PCC elections: ‘A ‘relentless focus’ on cuts will be the number one priority for would be voters in the Police and Crime Commissioners (PCCs) elections. In one month’s time, voters in 41 areas of England and Wales will head to the polls to elect a local Police and Crime Commissioner.
- You can find out more about the PC elections on www.choosemypcc.org.uk site.
- On November 15th, 2012, for the first time, you will be able to vote for your local PCC – 41 new police and crime commissioners will be elected across England and Wales.
- The final list of candidates is expected tomorrow. A ‘group of fading politicians, a clutch of right-wing extremists, local party grandees and a dwindling band of tenacious independents’ could become ‘some of the most powerful figures in policing’ – according to the Independent today.
- The JusticeGap is supporting the Howard League for Penal reform/ UR Boss ‘Keep it clean’ campajgn.
- The two pictures are stills from the Home Office campaign.
‘PCCs will take charge with police forces undergoing massive upheaval and there will be a relentless focus on finances and cuts,’ reckons James Taylor, partner for policing at the business consultancy Deloitte. PCCs will take office with police budgets set to decline by 20% by 2014-15; the Winsor Review recommending annual pay and allowance savings of £163 million; and the Government aiming to save 4.5 million hours in police time by cutting ‘red tape’ and £1 in every £7 of police budgets being spent on pensions.

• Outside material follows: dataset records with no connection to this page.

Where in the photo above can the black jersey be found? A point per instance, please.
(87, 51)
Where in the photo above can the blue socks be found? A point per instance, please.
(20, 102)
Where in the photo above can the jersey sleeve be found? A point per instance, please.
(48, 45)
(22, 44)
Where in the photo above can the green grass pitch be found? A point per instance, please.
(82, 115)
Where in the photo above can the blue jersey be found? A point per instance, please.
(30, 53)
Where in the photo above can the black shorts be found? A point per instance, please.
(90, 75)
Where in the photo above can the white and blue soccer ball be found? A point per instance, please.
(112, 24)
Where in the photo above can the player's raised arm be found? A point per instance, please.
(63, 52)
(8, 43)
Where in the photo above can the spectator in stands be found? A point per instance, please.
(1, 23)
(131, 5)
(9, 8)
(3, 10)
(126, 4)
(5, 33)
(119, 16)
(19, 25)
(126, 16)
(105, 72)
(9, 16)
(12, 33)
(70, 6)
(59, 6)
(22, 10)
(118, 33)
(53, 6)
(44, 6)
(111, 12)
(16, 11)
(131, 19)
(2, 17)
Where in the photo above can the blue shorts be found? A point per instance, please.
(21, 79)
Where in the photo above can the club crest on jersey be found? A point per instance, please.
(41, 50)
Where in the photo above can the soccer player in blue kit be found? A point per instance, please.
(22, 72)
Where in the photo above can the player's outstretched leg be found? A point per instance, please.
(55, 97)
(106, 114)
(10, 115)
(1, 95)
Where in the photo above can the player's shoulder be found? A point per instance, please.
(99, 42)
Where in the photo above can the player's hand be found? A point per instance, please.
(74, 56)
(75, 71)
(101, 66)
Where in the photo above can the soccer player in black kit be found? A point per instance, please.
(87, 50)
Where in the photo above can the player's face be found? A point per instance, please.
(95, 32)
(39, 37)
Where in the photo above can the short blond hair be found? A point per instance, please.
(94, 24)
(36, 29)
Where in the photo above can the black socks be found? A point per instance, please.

Meanwhile a youth campaigner has accused a new TV campaign to promote the elections of ‘perpetuating the myth that the elderly need to fear the young’.
The Home Office had simply ‘tramped out the old stereotype that we’ve all got to fear young people,’ Tony Gearing, founder of the Young People of the Year (Yopey) awards was reported to say. ’I’m now fearful,” he said. “Are the police and crime commissioners going to treat crime in the same coarse, crude and stereotypical way?’
‘It’s an incredibly unjust advert that perpetuates the myth that the elderly need to fear the young. Young people are the victims of crime. Where was the middle-aged rapist? Where was the elderly financial crook? It was mainly low-level crime all being committed by young people.’